Mais aussi, de l’avancée du capitalisme, de la libéralisation des lois et des règles. Des règles du marché, des lois européennes et des accords bilatéraux qui se sont substituées au contrôle de l’Etat. Parlons de l’absence des lois territoriales, locales, qui laissent le terrain libre à ceux qui veulent imposer leur propre loi.
L’état étant absent, la démocratie disparaît aussi. La Grèce devient un pays de trafic et de transit. Les émigrés viennent souvent des pays plus pauvres, transitent par la Grèce par différents chemins (trafic, prostitution, esclavage, clandestinité), ayant la vision de partir plus loin, dans les grands pays de l’Europe. Souvent là où le système social est moins défaillant.

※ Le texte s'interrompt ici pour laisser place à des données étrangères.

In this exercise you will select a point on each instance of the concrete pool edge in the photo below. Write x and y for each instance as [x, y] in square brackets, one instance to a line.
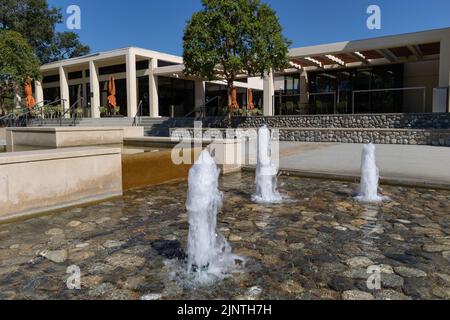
[402, 182]
[95, 175]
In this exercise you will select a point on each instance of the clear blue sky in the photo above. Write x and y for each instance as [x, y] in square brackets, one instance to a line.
[159, 24]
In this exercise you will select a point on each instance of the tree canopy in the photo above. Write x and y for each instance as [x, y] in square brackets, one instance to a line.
[17, 64]
[36, 20]
[228, 38]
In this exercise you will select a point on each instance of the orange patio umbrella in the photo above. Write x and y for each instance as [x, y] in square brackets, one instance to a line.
[251, 105]
[29, 95]
[112, 102]
[234, 103]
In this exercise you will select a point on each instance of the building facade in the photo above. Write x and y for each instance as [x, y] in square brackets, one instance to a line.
[407, 73]
[152, 79]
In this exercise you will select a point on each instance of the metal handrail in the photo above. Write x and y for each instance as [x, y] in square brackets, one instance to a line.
[25, 112]
[424, 101]
[138, 115]
[202, 108]
[70, 109]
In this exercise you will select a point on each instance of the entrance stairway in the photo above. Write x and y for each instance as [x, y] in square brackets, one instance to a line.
[159, 127]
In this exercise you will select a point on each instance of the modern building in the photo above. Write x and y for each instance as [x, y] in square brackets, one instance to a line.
[407, 73]
[152, 78]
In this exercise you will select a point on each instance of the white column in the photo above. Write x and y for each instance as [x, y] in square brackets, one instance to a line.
[64, 87]
[269, 92]
[304, 87]
[131, 84]
[200, 90]
[153, 90]
[95, 90]
[38, 93]
[444, 67]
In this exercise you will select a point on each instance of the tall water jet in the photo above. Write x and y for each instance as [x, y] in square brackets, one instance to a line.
[209, 254]
[370, 176]
[266, 171]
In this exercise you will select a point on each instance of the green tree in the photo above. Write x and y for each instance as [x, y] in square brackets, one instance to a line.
[228, 38]
[17, 64]
[36, 21]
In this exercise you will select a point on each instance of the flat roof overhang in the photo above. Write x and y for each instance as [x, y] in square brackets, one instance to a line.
[419, 46]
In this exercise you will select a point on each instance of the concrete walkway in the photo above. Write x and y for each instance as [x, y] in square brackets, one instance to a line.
[399, 164]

Responsabilités de l’Etat, certes. Mais aussi la faible syndicalisation, les grands partis politiques qui pratiquent le trafic d’influence, même et surtout, dans le service public, pour embaucher les copains. La petite mafia du quotidien, le bakchich au chirurgien, aux administrations. Ce que tout le monde pratique, mais que peu de gens dénoncent.
Une économie pourrie s’est installée, où la perspective de justice sociale a cédé sa place à la perspective de celui qui va se servir dans la gamelle de l’autre.
Tout ça a un nom. Simple à retenir, plein de sens, qu’on a voulu souvent remplacer mais dans le fond est unique et ça revient encore et toujours : Le capitalisme.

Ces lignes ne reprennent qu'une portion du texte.